Keeping the Troops Motivated During Difficult Times

This week’s question for Forbes magazine’s America’s Most Promising Companies initiative once again comes from Brett Nelson, Entrepreneurs Editor at Forbes:

Like it or not, leading the troops means keeping them happy and motivated. How do you do that while cutting their salaries and benefits to stay alive?

We know that there are two reference points that employees use to determine if their pay and benefits are fair.  First there is the internal equity of the compensation — how it compares to people around them at work.  If everyone is feeling the pain, they may not like it, but it tends to not effect motivation as much as if the cut-backs are selective.  If the employees see that everyone — hourly workers, managers, and owners — are taking their share of the cut, the impact on morale and performance can often be minimized.

The other reference is people with similar jobs in other companies. Is their pay equitable when looking at other people in the community or in other companies in their industry?  Since times are tough all over, there may be a sense that they are just happy to have a job.

Remember that both of these references — internal and external to where they work — will be used by employees to determine relative fairness of their current compensation.

Small businesses have always had other means of non-salary rewards and compensation that are not always used in larger businesses.  More than ever, these can be used to help increase the morale and motivation. 

Small businesses have more flexibility in how they structure compensation.  To leverage this entrepreneurs should listen to what the employee really wants.  There may be opportunity to meet their needs in ways that do not cost money.
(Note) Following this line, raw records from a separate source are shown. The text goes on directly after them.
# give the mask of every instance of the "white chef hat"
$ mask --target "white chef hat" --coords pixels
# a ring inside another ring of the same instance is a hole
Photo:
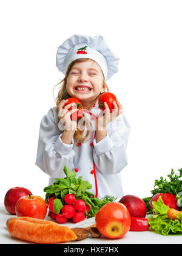
[[[106,80],[118,71],[120,59],[109,48],[101,35],[73,35],[67,39],[58,49],[56,66],[65,74],[69,64],[81,58],[95,60],[100,66]]]

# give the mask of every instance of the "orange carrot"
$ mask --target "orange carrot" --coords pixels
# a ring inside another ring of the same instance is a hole
[[[6,222],[8,232],[16,238],[38,244],[54,244],[76,240],[77,236],[68,227],[51,221],[30,217],[14,217]]]
[[[169,210],[168,210],[167,215],[169,219],[173,219],[174,221],[175,219],[177,219],[177,216],[178,214],[182,214],[182,212],[177,211],[177,210],[174,209],[173,208],[170,208]]]

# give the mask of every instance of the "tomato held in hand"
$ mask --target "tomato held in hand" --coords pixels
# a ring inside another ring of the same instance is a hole
[[[103,111],[105,109],[104,102],[106,102],[110,109],[110,112],[112,113],[112,110],[114,108],[113,101],[116,102],[116,97],[112,93],[104,93],[101,94],[98,99],[99,107]]]
[[[65,104],[64,106],[66,106],[68,104],[70,104],[70,103],[76,103],[76,107],[75,108],[72,106],[69,108],[69,110],[72,110],[72,109],[77,108],[79,109],[79,110],[76,112],[74,112],[73,114],[71,115],[70,118],[72,120],[77,120],[78,119],[79,119],[82,117],[83,112],[83,107],[82,105],[82,104],[81,102],[76,99],[76,98],[69,98],[67,99],[68,102]]]
[[[44,219],[47,213],[47,205],[39,196],[23,196],[17,202],[15,212],[18,217],[32,217]]]

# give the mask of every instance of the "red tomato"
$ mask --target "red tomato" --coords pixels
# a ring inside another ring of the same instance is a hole
[[[76,99],[76,98],[69,98],[68,99],[68,102],[65,104],[65,106],[66,106],[68,104],[70,104],[70,103],[76,103],[77,108],[79,108],[79,110],[77,112],[75,112],[73,114],[71,115],[70,118],[72,120],[77,120],[78,119],[79,119],[81,118],[83,112],[83,107],[81,103],[81,102]],[[69,110],[72,110],[72,109],[74,109],[74,107],[71,107],[69,108]]]
[[[127,208],[120,202],[103,206],[95,216],[96,227],[107,238],[121,238],[129,230],[131,218]]]
[[[114,101],[115,102],[117,101],[116,97],[115,96],[115,94],[112,93],[104,93],[101,94],[99,98],[99,107],[103,110],[104,110],[106,108],[104,102],[106,102],[110,109],[110,112],[112,113],[112,110],[114,108],[114,106],[112,103]]]
[[[158,199],[159,199],[160,196],[161,197],[163,203],[166,205],[168,206],[168,207],[173,208],[174,209],[175,209],[177,210],[179,210],[177,204],[177,198],[174,194],[172,194],[169,193],[158,193],[158,194],[155,194],[150,201],[150,203],[149,203],[150,206],[152,210],[153,210],[152,202],[153,201],[157,202]]]
[[[44,219],[47,213],[47,204],[41,196],[23,196],[17,202],[15,212],[18,217],[27,216]]]
[[[4,197],[4,206],[10,213],[16,214],[15,205],[18,201],[22,196],[32,194],[30,190],[25,188],[15,187],[10,188],[5,194]]]

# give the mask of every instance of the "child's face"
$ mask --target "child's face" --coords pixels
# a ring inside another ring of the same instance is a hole
[[[101,69],[94,61],[76,62],[67,79],[66,90],[84,107],[89,106],[106,88]]]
An example comes to mind from my days as an entrepreneur in the healthcare industry.  There was a manager I wanted to hire to run a new program we were
starting, as he was one of the best in our industry. He worked for a
large, national company. I knew I could not match his salary, but I did
not give up.

I got to know him and found out what he was really looking for in
his career and in a job. He wanted to have more control over his
department. That was easy as we were small and our structure was quite
decentralized. He could run the new program like it was his own
business.

He wanted to have some real ownership in the business he worked in.
We could do that, too, as we set up separate corporations for each new
program we started and we had already planned to offer a small
ownership stake for the right manager. Equity or equity-like incentives
can be a way to defer compensation until you can afford it, and create
an incentive that gets everyone pursuing the same goals.

There was one more thing he wanted, however, and it was clear it was
a deal breaker for him. His current employer had very strict rules on
vacations and holidays. He was a Viet Nam veteran and had wanted to go
to Washington, DC each Veterans Day to remember his fallen comrades.
His current employer’s rules did not make it possible to guarantee
that, and he had missed the last two Veterans Day observances. So, in
my offer I promised him that he would be guaranteed Veterans Day and
one work day on either side of it off each and every year (they were
counted as vacation days). That was all it took to convince him that we
were the best place for him to work. He came to work for us taking a
significant cut in base salary from what he had been making before.